The Future of Authority  

Jesse Hirsh’s excellent TEDx talk on “hacking reality” deserves your attention in light of the ongoing NSA PRISM scandal.

What I like about Jesse’s eerily prescient statements is that he attempts to provoke a subtle, non-partisan activism in his audience. His words compel the listener to visualize their own legacy inside a future in which they do not act against authority.

Absent is the patronizing and smug “I told you so” attitude common in tech media; instead, Jesse points out that the predictable trajectory of centralized power does not make it right or desirable.

Jesse reminds us that on the Internet, even being an observer has an impact. In doing so, he cunningly teaches what Emma Goldman said: “The most violent element in society is ignorance.”

“That first impression that comes from a Google search result is sadly far more powerful and authoritative than who you are as a physical human being.”

— Jesse Hirsh

I’m reminded of white-walling, the clever hack some teens employ when using Facebook: each night before bed, they erase everything they’ve posted in an attempt to prevent future accountability.

The problem is that the data is not deleted so much as hidden from view. There’s no reason to believe that Facebook ever deletes anything posted to their site. A pattern of routine content deletion might only get you on a list of people who exhibit suspicious behaviour.

Greenwald: “Why should people care about surveillance?”
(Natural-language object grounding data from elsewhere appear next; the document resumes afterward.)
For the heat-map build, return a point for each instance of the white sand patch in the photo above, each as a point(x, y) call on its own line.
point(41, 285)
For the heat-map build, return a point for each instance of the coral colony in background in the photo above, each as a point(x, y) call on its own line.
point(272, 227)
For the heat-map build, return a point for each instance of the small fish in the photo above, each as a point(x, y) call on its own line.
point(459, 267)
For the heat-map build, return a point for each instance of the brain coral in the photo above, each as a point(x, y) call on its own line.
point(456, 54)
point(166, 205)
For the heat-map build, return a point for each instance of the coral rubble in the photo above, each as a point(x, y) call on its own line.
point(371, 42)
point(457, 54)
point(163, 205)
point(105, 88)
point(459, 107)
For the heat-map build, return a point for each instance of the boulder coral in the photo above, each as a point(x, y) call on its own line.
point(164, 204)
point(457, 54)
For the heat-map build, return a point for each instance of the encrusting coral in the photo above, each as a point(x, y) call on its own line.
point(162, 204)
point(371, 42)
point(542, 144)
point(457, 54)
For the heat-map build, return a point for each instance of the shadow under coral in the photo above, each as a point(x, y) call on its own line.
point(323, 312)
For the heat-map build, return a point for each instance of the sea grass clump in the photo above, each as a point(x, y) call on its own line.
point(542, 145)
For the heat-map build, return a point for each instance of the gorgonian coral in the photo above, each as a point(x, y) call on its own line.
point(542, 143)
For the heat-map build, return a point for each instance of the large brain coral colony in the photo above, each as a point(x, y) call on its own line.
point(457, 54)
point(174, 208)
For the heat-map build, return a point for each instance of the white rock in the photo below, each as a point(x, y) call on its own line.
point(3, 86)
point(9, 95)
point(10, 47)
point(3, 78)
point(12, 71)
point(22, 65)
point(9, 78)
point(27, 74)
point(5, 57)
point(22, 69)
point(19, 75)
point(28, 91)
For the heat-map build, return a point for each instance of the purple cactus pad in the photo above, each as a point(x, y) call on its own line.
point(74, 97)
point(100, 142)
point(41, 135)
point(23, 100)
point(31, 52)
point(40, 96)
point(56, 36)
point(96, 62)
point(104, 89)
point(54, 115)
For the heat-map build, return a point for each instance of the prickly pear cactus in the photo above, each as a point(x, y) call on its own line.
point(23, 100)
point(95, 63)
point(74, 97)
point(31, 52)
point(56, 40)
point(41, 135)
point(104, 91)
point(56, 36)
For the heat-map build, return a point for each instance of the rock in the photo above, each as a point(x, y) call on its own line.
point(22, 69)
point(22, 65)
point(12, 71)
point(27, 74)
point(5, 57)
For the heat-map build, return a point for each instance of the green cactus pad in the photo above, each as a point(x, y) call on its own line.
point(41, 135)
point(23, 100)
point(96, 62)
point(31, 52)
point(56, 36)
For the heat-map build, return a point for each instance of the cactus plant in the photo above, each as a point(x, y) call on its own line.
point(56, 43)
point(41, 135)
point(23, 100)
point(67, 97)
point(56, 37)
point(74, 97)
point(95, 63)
Snowden: “Because even if you’re not doing anything wrong you’re being watched and recorded. And the storage capability of these systems increases every year consistently by orders of magnitude to where it’s getting to the point where you don’t have to have done anything wrong. You simply have to eventually fall under suspicion from somebody even by a wrong call. And then they can use this system to go back in time and scrutinize every decision you’ve ever made, every friend you’ve ever discussed something with. And attack you on that basis to sort to derive suspicion from an innocent life and paint anyone in the context of a wrongdoer.”

These are dark times. Our best hope is to use our influence to make apathy impossible.